La lentitud de los bueyes
Julio Llamazares tiene un libro de versos cuyo título no entendí hasta el pasado jueves por la tarde cuando por vez primera fui a una corrida de toros. El autor de La lluvia amarilla llamó a su primera obra poética La lentitud de los bueyes y hasta ese día del Corpus Christi no supe qué quería decir con esas cinco palabras el joven escritor leonés. Se ve claro en la plaza: el buey es un buen salvaje, manso y renuente, un ser dotado de la inteligencia de los que que carecen de pituitarla para los colores y aún así van por la vida orientándose como imitadores del movimiento ajeno.Son lentos y seguros, generosos con los otros, a los que siguen a pies juntillas con el propósito, sanísimo, de llevarles la corriente. Pero la respuesta que reciben es realmente calamitosa: tienen instantes de felicidad cuando el torero se para, y entonces ellos miran al tendido y se convierten en cancerberos de una puerta enorme e imaginaria a la que guardan sin objeto alguno. Pero luego el torero recuerda lo que cobra por corrida, azuza a sus empleados, que cobran menos, como es natural, y vuelven a llevar al buey manso asimular salvajadas que terminan con la paradoja de la muerte. Paradoja, porque quien se gana la vida realmente en la corrida es el toro, sin que esto quiera insinuar, ni mucho menos, que los otros no hagan lo posible por mantenerse enhiestos. Pero la sensación que le da al espectador -Y sobre todo al espectador que va por vez primera a los toros- es la de que si hay un personaje honesto y organizado en aquel redondel de colores ese es el toro de lidia, al que tan poca justicia se hace.

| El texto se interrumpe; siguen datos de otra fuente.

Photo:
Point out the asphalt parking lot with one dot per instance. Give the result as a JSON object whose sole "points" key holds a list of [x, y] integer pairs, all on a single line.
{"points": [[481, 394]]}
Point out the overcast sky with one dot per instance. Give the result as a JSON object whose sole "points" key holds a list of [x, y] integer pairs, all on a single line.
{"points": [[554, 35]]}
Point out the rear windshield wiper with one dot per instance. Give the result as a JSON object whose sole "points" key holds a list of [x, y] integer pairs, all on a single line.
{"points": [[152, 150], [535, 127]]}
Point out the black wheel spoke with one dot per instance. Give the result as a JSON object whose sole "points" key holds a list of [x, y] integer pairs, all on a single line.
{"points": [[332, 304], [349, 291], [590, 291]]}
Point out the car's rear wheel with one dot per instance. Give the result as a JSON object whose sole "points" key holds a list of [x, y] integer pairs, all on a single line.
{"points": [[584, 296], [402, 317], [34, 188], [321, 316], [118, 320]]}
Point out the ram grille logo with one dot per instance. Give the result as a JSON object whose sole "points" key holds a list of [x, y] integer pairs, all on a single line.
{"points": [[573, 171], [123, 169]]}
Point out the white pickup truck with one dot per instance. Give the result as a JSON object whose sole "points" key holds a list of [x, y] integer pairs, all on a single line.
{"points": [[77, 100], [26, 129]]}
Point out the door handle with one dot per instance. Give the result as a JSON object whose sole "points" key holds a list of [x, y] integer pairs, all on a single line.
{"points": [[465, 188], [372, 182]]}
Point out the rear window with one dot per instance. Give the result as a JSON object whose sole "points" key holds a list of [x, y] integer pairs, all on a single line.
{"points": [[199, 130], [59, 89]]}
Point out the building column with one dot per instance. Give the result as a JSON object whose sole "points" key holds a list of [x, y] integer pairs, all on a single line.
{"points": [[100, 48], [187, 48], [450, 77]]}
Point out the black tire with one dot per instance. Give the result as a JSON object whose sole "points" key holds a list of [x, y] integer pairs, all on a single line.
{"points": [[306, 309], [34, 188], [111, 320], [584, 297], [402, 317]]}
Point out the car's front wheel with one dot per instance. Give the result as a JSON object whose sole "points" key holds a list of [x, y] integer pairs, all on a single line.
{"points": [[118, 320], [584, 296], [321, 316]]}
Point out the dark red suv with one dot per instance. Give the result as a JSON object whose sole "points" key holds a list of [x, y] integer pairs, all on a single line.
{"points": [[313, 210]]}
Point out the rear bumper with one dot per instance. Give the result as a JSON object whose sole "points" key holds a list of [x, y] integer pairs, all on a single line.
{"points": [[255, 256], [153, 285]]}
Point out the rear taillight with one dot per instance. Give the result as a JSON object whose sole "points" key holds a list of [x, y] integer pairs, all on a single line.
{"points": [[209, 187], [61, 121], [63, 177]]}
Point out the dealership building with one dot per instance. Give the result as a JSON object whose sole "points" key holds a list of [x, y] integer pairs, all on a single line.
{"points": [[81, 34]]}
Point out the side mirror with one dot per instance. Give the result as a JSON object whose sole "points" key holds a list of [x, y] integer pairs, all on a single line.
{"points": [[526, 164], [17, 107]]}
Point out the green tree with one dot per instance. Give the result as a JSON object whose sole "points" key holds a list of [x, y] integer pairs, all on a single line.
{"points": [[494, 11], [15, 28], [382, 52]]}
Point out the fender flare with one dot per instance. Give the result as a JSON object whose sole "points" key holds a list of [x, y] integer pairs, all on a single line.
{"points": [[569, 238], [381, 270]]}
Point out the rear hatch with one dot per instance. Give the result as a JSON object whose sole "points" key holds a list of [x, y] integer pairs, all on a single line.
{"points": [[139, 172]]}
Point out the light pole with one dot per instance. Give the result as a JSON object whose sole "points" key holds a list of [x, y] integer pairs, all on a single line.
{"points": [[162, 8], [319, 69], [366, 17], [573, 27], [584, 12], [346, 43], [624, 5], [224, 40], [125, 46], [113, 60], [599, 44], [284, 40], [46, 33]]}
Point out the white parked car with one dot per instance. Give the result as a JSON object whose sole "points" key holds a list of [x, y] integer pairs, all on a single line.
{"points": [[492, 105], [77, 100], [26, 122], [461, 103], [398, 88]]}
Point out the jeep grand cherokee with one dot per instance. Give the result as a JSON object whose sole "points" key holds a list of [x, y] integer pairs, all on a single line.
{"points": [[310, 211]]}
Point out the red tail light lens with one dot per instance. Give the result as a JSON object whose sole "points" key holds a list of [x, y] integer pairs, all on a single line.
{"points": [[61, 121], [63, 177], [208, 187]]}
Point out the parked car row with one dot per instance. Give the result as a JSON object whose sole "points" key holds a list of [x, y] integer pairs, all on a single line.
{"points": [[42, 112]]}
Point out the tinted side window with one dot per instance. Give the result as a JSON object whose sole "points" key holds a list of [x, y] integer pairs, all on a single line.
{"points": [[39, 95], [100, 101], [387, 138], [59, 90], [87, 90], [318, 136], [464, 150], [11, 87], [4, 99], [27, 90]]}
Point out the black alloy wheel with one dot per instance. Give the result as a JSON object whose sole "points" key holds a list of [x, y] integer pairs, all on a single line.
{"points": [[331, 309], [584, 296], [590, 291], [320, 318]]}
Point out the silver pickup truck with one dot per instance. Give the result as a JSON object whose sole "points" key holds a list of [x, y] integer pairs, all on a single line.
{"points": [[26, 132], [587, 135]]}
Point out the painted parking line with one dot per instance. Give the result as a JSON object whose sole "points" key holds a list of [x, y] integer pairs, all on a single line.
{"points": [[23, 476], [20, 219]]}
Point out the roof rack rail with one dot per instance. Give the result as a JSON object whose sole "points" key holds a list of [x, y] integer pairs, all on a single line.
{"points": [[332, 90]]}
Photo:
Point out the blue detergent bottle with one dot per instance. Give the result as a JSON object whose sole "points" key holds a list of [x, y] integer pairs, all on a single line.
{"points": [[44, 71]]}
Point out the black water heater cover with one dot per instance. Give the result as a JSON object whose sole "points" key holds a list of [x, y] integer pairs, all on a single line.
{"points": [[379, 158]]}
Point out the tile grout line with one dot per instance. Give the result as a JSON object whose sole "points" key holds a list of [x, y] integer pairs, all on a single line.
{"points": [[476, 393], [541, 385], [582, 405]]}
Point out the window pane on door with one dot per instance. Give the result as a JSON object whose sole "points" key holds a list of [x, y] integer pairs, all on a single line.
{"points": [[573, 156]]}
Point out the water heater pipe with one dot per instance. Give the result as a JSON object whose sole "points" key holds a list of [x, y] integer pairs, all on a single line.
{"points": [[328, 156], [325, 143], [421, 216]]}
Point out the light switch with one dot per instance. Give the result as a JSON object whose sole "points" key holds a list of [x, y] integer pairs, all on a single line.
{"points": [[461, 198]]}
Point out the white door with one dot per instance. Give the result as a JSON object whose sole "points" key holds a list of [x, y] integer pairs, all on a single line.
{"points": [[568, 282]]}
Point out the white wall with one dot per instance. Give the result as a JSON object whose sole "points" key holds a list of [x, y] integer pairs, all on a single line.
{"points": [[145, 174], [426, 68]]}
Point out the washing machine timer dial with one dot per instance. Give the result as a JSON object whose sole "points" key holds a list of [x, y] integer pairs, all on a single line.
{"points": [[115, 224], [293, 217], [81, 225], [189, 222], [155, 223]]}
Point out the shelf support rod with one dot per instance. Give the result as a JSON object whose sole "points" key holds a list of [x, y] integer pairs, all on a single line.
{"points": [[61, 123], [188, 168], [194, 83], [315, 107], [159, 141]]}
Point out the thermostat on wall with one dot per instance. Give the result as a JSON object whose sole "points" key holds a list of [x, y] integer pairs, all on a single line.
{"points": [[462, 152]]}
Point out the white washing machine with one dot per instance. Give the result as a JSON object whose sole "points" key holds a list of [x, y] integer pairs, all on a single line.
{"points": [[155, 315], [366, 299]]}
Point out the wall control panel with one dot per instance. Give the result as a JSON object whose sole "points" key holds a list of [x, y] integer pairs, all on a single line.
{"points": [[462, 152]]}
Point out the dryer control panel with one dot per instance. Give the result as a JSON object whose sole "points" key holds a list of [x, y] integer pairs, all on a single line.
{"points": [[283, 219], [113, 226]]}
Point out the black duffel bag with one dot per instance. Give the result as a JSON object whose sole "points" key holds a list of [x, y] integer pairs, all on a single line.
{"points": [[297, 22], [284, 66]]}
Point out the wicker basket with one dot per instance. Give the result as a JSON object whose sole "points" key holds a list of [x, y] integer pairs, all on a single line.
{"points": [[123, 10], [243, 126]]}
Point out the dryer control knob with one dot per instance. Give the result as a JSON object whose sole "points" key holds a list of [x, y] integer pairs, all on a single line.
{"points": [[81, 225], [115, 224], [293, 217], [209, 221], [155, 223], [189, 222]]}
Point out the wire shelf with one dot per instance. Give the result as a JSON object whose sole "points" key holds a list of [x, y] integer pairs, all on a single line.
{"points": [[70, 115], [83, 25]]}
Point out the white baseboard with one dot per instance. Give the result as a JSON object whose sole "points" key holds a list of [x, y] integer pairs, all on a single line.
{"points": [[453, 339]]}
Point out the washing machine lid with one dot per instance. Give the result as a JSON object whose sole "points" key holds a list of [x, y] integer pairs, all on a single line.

A estos bueyes mansos a los que se obliga a corretear detrás de un trapo mojado y rojo se les llama del modo más ignominioso, como si se les quisiera matar por lo que más duele: el nombre propio. La tarde del día del Corpus Christi sacaron a la plaza seis toros maravillosos a los que asesinaron al nombrarlos. Al primero, que le guiñaba el ojo a los vendedores de helados antes de que le hicieran sufrir la humiIlación de la muerte, le llamaron Bizcochito, y con ese nombre de desayuno pobre le precedió en el lance a otro compañero suyo, un poco más grueso, que para seguir la teoría iniciada por su nombre calamitoso se llamó nada menos que Taza. Uno llamado Maño dejó en la plaza la metáfora de la tozudez y un toro, que imagino analfabeto, le hizo verdaderas perrerías a su contrario a pesar de llamarse Escriboso.
A uno se le llamó bien, porque Solitario es un buen nombre para toro, y para cualquiera, pero al último, que fue un toro muy bien despedido por los aficionados que me acompañaban en la plaza, le dieron un puyazo nada más nacer: le llamaron Comesueros. Pues así, con esos nombres y con el aire de haber perdido a los padres en idénticas circunstancias, estos bueyes mansos reciben por su manera de estar, tan enhiesta y gallarda, el merecido que no querrían. Una vez muertos, con sus ojos definitivamente tristes, como los ojos de los meláncolicos, el hombre de la cal lo vuelve a poner todo en orden y los despiadados caballos se llevan al buey salvaje de una plaza a la que no quisieron ir, aunque si fueron fue por hacerle el gusto a otros. No saben agradecérselo y les matan tan rápido que apenas tienen tiempo de tomarle el pulso a la agonía. Se van velozmente, sin posibilidad alguna de seguir cumpliendo años sobre la hierba que les arrebatan.